Let’s take the example of a restaurant owner and see how, at the end of the year, he calculates the unit carbon weight of his product: the meal sold. He indicates in his unit carbon weight account that he sold 5,000 meals and that his purchases to produce them – food, energy, premises, etc. – “weighed” 6,000 kg of carbon (he finds their weights on the invoices of suppliers who have enlarged their accounts or, failing that, on a free calculator or on databases such as those of ADEME). Its carbon accounts divide the weight of purchases (6,000 kg) by the number of meals sold (5,000) to give the unit carbon weight of a meal sold: 1.2 kg of carbon, which it passes on to its customers on their invoices. (Other calculations would allow him to refine by menu or dish).

2. The result in carbons

From the second year onwards, its decarbonation account gives the company its carbon footprint: it measures the annual progress or decline in the company’s carbon impact on the atmosphere: positive if its direct or indirect activity has emitted less (or captured more) carbon, negative otherwise.

The calculation is made automatically by the carbon calculator.

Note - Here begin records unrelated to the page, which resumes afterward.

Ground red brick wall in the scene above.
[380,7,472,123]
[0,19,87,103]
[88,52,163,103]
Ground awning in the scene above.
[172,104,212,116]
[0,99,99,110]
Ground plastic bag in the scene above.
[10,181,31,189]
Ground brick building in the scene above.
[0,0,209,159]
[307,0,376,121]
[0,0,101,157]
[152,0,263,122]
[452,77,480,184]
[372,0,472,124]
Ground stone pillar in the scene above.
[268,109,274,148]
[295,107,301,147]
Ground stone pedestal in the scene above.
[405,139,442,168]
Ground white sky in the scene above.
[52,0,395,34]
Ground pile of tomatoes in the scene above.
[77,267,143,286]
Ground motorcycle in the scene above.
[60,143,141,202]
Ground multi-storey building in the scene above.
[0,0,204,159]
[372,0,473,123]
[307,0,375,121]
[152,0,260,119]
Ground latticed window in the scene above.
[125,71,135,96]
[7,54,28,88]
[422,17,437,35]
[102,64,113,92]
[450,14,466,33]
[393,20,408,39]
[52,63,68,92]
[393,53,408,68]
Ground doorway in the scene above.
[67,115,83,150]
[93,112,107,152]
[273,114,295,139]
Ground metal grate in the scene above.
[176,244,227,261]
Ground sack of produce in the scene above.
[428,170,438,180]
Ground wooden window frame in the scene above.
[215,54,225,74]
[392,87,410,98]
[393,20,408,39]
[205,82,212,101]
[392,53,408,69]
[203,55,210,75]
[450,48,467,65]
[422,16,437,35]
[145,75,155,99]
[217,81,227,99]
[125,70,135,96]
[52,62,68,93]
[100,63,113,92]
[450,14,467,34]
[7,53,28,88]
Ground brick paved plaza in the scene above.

It measures the company’s carbon productivity gains (or losses) (for a constant quantity sold).

If sales increase to 6,000 meals and the weight of purchases remains stable at 6,000 kg, the carbon weight of the meal falls to 1 kg (6,000/6,000): a gain of 200 grams per meal. Let’s forget about the increase in sales for the moment and think about the 5,000 meals in the first year. The reduction of 200 grams per meal for 5,000 meals is a benefit to the atmosphere of one tonne less. Part of the gain is due to quantity savings on its purchases: less cooking, fewer meat products, less waste in the kitchen, etc. The carbon account gives this automatically, for example 600 kg (this is the sum of the variation in quantity of each purchase per meal sold, multiplied by the carbon weight of the purchase the previous year, multiplied by the 5,000 meals). The remaining 400kg are due to reductions in the unit weights of purchases and are included in suppliers’ results, which avoids counting the same result twice.

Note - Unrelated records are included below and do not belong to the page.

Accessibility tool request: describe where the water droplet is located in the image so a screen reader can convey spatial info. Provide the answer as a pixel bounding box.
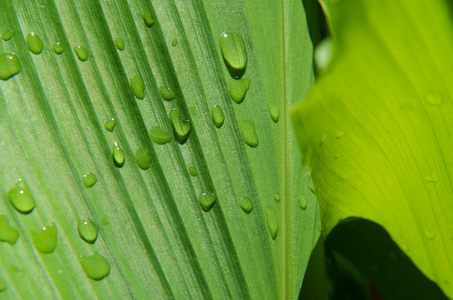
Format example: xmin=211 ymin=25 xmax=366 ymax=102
xmin=159 ymin=86 xmax=176 ymax=101
xmin=112 ymin=142 xmax=126 ymax=168
xmin=269 ymin=102 xmax=280 ymax=123
xmin=134 ymin=147 xmax=151 ymax=170
xmin=2 ymin=30 xmax=14 ymax=41
xmin=82 ymin=173 xmax=98 ymax=188
xmin=114 ymin=37 xmax=124 ymax=51
xmin=72 ymin=46 xmax=88 ymax=61
xmin=170 ymin=107 xmax=191 ymax=144
xmin=219 ymin=32 xmax=247 ymax=78
xmin=6 ymin=179 xmax=36 ymax=214
xmin=0 ymin=213 xmax=19 ymax=245
xmin=0 ymin=53 xmax=21 ymax=80
xmin=130 ymin=74 xmax=145 ymax=99
xmin=239 ymin=120 xmax=259 ymax=148
xmin=143 ymin=11 xmax=154 ymax=27
xmin=31 ymin=224 xmax=57 ymax=253
xmin=52 ymin=42 xmax=64 ymax=54
xmin=188 ymin=166 xmax=198 ymax=177
xmin=198 ymin=193 xmax=217 ymax=212
xmin=77 ymin=220 xmax=99 ymax=244
xmin=424 ymin=93 xmax=444 ymax=106
xmin=212 ymin=104 xmax=225 ymax=128
xmin=104 ymin=118 xmax=116 ymax=132
xmin=266 ymin=206 xmax=278 ymax=240
xmin=299 ymin=196 xmax=307 ymax=210
xmin=149 ymin=126 xmax=171 ymax=145
xmin=239 ymin=196 xmax=253 ymax=214
xmin=25 ymin=32 xmax=42 ymax=54
xmin=80 ymin=252 xmax=110 ymax=280
xmin=230 ymin=78 xmax=250 ymax=104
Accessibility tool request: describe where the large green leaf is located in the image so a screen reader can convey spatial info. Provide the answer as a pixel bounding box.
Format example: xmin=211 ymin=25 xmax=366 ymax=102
xmin=0 ymin=0 xmax=319 ymax=299
xmin=293 ymin=0 xmax=453 ymax=297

In the future, it will be possible to calculate two other components of the decarbonation result.

Productivity gains (or losses) in terms of carbon brought to customers and shared with them. They will appear if the restaurateur has signed a decarbonation sharing agreement (a type of agreement made possible in the future by enlarged accounting). For example, it will have agreed to share the carbon benefit of a new furnace with its supplier. Or his customer, whose canteen he supplies, will have agreed to share with him the carbon benefit of a reduction in the end-of-life carbon cost of the waste he is responsible for.

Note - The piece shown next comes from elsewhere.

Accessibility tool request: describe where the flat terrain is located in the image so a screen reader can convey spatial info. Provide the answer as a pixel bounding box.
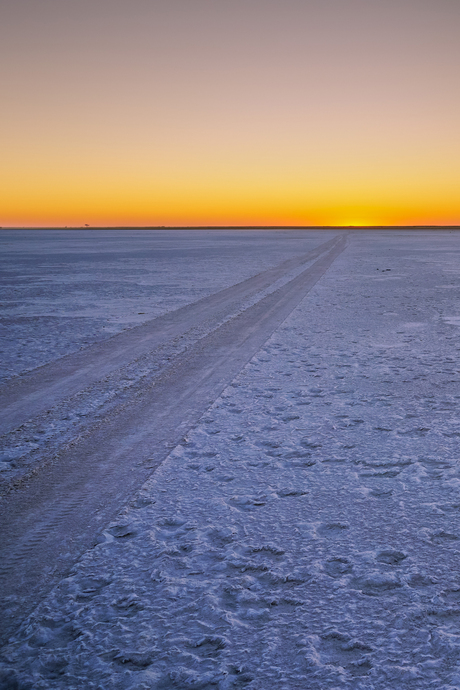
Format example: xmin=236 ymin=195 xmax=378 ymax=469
xmin=0 ymin=230 xmax=460 ymax=690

The gain (or loss) caused by the variation in the quantity of meals sold (at constant unit weight). It will appear if the company has access to the average weight of a meal, taken from a confidential statistical database listing the unit weights recorded (databases made necessary by the enlarged accounting system). The gain is equal to the variation in the quantity sold multiplied by the difference between the unit weight of the company’s meal and the statistical weight. If the statistical weight is 1.5 kg, and the restaurant owner’s weight is 1.2 kg, the additional gain for the company is 300 kg (the difference of 0.3 kg multiplied by the increase in meals sold of 1000 meals). Why this formula? If the number of meals sold remains the same, each additional meal for one company means one less meal for another, with a gain for the atmosphere (respectively a loss) to be shared between the two companies if a carbon-intensive meal is replaced by a lighter one (otherwise a loss).

 

(This example applies to the vast majority of companies. For some companies, it must be corrected by the weight of carbon captured (forests, industrial capture, etc.) or introduced by production processes (oil, cement, etc.). Few companies are affected, as supplier weights pre-count the carbon impact of burning carbon fuels. The accountant bases these adjustments on certificates from carbon experts).